Amid extraordinarily high tensions on the Korean peninsula, Switzerland managed to get diplomats from Pyongyang to sit down with counterparts from Seoul.
GENEVA — Did the view on Lake Geneva favor a rapprochement between the two Koreas? Representatives of the two sworn enemies took part in a three-day closed door meeting organized by Switzerland in a hotel in Glion, near Montreux, Le Temps has learned. This comes amid extreme military tensions on the peninsula after North Korea's fifth nuclear test, carried out on Sept. 9.
Switzerland, together with the foundation Geneva Center for Security Policy, has been organizing a yearly roundtable on security in the North Pacific since 2012. Past meetings have included experts and diplomats from China, Japan, South Korea, Russia and the United States. But according to a source close to these discussions, "North Korea has, for the first time, sent a delegation."
Pyongyang's participation is seen as a small but important sign of openness from the totalitarian regime of North Korea, which nonetheless continues to develop its nuclear arsenal despite the reinforcement of international sanctions.
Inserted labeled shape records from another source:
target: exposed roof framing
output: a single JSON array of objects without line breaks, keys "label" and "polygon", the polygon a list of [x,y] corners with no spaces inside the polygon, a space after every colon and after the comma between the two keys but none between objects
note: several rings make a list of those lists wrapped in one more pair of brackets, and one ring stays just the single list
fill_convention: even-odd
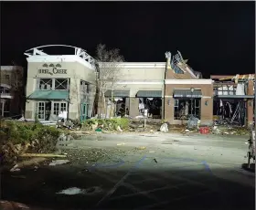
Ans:
[{"label": "exposed roof framing", "polygon": [[95,65],[95,60],[94,58],[90,56],[86,50],[80,48],[80,47],[73,47],[73,46],[67,46],[67,45],[47,45],[47,46],[39,46],[39,47],[36,47],[30,49],[26,50],[26,52],[24,53],[26,56],[31,57],[31,56],[56,56],[56,55],[48,55],[45,52],[43,52],[44,47],[71,47],[74,48],[74,56],[78,56],[80,58],[81,58],[82,59],[84,59],[86,62],[88,62],[89,64],[91,64],[91,66]]}]

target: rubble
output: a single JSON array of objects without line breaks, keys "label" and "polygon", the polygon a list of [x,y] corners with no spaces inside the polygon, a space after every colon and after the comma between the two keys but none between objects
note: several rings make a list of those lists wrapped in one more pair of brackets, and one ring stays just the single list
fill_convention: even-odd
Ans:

The Geneva Center for Security Policy has declined to give more details on the meeting's content. Exchanges lasted for three days, but only the final day (Wednesday) was dedicated to the Korean Peninsula. The program says conversations were focused on "assessing the risks of confrontation." Because, it said, the risks of a new war in Korea, after the 1950-1953 conflict that ended in the peninsula's division into two countries, "have never been higher."